Ecuadorian politician (born 1982)

Ibeth Estupiñán or Graciela Ibeth Estupiñán Gómez (born c. 1982) is an Ecuadorian politician who is elected to the Council for Citizen Participation and Social Control.

==Life==
Estupiñán was born in about 1982. She took her first masters degree while serving in the administration of the Mayor of Quito, Jorge Yunda, before going to work at the offices of the Council for Citizen Participation and Social Control. She was promoted to be a senior advisor.

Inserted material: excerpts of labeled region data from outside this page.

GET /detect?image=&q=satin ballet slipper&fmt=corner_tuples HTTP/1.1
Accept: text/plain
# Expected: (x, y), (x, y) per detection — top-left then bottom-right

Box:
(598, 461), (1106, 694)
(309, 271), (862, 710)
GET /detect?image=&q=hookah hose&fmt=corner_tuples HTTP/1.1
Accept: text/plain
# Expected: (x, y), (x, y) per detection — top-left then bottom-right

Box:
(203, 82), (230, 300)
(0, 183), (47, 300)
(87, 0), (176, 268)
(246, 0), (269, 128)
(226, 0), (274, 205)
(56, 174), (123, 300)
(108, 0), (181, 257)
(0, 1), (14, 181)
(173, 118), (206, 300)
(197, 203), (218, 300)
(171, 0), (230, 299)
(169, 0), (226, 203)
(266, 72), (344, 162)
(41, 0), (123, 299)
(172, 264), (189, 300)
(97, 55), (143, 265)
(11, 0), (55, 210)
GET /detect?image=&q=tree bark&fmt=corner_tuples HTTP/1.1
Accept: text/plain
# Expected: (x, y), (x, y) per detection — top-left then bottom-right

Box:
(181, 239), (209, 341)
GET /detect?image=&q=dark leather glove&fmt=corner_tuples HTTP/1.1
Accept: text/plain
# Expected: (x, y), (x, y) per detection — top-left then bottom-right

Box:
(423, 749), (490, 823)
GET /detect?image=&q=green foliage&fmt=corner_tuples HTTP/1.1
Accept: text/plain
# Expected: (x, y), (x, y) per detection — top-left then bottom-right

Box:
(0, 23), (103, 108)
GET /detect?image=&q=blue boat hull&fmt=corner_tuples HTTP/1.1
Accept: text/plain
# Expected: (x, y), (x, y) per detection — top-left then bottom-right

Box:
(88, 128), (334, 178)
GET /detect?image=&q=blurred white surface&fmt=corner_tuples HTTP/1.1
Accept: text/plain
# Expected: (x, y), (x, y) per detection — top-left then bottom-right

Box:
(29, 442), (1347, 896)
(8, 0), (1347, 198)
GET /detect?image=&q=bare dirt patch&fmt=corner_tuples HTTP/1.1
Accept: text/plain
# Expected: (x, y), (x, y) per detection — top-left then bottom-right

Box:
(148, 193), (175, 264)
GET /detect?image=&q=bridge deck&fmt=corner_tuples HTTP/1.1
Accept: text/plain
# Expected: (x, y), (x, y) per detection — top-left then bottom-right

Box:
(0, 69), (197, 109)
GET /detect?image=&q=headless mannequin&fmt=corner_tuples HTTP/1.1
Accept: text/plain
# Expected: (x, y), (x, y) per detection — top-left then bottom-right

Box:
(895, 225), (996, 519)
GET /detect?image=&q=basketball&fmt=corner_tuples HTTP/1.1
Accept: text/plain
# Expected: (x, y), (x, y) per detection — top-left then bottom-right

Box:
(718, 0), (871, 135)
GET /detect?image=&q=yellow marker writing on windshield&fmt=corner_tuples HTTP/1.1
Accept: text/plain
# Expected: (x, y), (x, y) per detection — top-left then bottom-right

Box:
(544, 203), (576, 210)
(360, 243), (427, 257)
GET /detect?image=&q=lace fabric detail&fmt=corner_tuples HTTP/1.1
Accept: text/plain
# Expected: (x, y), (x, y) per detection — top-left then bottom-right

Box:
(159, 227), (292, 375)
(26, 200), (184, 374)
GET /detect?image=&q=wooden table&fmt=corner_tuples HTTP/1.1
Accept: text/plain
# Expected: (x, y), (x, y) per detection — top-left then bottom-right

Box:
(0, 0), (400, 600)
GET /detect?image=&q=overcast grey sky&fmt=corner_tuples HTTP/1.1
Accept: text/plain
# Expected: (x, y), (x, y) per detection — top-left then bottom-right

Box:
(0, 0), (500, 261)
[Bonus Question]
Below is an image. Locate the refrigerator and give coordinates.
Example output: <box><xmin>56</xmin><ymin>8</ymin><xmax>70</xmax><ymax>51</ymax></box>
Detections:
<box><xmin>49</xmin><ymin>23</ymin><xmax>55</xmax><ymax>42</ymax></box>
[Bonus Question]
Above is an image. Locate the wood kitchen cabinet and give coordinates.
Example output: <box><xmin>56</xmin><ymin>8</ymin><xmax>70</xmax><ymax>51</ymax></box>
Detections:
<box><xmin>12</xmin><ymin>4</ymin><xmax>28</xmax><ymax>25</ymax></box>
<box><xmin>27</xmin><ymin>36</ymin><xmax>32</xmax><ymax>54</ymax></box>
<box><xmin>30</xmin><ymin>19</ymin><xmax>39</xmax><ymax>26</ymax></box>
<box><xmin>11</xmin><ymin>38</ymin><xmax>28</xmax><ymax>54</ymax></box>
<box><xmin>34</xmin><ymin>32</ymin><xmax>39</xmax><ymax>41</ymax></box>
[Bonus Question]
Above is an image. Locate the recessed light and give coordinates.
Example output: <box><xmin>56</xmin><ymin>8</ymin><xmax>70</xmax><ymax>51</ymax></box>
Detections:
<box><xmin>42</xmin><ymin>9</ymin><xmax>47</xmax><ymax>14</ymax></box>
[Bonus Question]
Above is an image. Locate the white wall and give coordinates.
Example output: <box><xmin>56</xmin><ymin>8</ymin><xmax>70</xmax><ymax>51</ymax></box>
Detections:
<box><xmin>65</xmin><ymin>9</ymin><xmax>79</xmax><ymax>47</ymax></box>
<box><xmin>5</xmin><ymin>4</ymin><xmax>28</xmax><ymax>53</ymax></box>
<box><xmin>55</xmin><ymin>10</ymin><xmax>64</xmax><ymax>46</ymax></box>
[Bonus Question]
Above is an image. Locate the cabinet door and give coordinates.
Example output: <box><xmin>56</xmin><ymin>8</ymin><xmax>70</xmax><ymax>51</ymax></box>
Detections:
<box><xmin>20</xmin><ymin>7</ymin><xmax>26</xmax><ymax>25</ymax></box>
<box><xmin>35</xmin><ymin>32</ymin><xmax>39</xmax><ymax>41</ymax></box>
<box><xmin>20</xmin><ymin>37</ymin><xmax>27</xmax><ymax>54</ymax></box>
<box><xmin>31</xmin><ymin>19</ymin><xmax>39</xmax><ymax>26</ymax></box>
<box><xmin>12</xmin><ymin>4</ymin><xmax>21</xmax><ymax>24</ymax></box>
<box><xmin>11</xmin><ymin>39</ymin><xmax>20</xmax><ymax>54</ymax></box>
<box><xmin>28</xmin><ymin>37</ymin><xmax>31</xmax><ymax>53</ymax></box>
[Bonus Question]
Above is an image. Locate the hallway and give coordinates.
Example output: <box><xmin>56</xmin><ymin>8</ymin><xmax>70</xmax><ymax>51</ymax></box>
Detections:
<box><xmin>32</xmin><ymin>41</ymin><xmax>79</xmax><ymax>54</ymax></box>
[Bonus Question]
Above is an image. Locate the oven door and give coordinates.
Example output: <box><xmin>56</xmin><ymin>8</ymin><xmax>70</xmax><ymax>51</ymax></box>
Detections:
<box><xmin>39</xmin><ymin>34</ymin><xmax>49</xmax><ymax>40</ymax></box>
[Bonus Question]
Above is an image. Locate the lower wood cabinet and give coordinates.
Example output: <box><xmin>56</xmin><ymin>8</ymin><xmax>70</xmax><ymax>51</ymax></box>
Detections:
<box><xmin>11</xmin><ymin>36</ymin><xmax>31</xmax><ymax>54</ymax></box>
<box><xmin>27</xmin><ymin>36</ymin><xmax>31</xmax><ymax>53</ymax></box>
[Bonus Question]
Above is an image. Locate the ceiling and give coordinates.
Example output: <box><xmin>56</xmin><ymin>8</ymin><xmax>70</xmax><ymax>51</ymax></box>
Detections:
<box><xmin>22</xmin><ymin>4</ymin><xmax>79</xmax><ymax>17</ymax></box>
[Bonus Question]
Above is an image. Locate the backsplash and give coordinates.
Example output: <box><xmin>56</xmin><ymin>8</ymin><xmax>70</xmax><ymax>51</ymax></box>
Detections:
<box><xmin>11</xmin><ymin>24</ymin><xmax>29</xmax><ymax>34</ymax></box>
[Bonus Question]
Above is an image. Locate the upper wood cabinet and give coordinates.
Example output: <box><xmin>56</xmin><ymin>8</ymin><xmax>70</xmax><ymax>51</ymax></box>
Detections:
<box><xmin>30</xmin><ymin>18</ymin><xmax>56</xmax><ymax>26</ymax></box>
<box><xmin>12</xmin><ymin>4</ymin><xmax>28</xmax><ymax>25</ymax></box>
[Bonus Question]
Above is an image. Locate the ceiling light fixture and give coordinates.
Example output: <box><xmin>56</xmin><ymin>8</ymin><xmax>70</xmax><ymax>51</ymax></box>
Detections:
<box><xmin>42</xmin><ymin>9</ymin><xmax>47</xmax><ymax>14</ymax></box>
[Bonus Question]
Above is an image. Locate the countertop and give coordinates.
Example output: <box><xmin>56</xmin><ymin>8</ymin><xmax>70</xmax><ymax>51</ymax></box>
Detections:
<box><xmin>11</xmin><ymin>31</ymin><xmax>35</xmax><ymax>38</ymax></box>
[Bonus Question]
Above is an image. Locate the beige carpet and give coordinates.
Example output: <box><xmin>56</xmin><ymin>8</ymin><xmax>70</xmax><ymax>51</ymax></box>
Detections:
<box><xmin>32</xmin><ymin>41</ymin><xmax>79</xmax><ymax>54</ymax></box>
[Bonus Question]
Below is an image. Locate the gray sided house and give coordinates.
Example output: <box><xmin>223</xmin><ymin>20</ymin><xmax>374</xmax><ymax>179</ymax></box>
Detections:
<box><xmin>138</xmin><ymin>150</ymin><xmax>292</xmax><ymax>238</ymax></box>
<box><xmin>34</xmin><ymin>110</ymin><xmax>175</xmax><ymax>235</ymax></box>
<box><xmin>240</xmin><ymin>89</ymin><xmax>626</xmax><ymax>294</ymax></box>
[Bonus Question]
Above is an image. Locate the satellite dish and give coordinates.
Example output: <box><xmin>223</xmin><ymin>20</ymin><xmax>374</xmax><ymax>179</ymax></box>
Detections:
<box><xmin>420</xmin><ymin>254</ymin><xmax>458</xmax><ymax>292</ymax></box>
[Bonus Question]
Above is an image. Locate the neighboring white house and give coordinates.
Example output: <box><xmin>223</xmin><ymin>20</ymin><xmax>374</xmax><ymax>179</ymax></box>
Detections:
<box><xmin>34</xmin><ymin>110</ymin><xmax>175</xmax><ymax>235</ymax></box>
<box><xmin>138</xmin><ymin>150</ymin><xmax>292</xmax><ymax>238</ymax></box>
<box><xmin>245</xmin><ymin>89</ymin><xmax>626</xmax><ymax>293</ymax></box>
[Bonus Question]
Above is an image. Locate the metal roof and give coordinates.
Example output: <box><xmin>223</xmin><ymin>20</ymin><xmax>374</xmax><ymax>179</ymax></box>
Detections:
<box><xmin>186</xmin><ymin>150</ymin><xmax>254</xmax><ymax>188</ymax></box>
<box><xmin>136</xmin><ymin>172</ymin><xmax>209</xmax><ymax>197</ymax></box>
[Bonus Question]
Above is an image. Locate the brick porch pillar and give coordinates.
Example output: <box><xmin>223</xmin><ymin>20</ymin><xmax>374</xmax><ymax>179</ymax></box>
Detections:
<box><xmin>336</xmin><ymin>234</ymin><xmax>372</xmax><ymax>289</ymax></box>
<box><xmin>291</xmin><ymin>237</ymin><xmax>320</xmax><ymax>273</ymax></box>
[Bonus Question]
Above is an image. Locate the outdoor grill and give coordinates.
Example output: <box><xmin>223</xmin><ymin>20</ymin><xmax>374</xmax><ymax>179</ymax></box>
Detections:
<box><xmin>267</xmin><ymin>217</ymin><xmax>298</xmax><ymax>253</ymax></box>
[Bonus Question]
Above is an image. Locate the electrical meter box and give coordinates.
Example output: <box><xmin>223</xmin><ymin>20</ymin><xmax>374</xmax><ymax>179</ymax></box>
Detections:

She stood to be elected to the CCPCS with a manifesto that mentioned that she had the inside knowledge to know how it should be transformed. She actually joined the council after José Tuárez, Rosa Chalá, Walter Gómez and Victoria Desintonio were impeached in July 2019 and they were replaced by their substitutes which included Estupiñán.

In February 2022 Hernán Ulloa replaced Sofia Almeida as President of the CCPCS after the new council decided that they preferred Ulloa was President. The other members were David Rosero, Javier Dávalos, María Fernanda Rivadeneira, Francisco Bravo and Estupiñán. It was believed that she held the balance of power between two factions within the council. She has been asked to explain her decisions and whether she was under the influence of the President of Ecuador.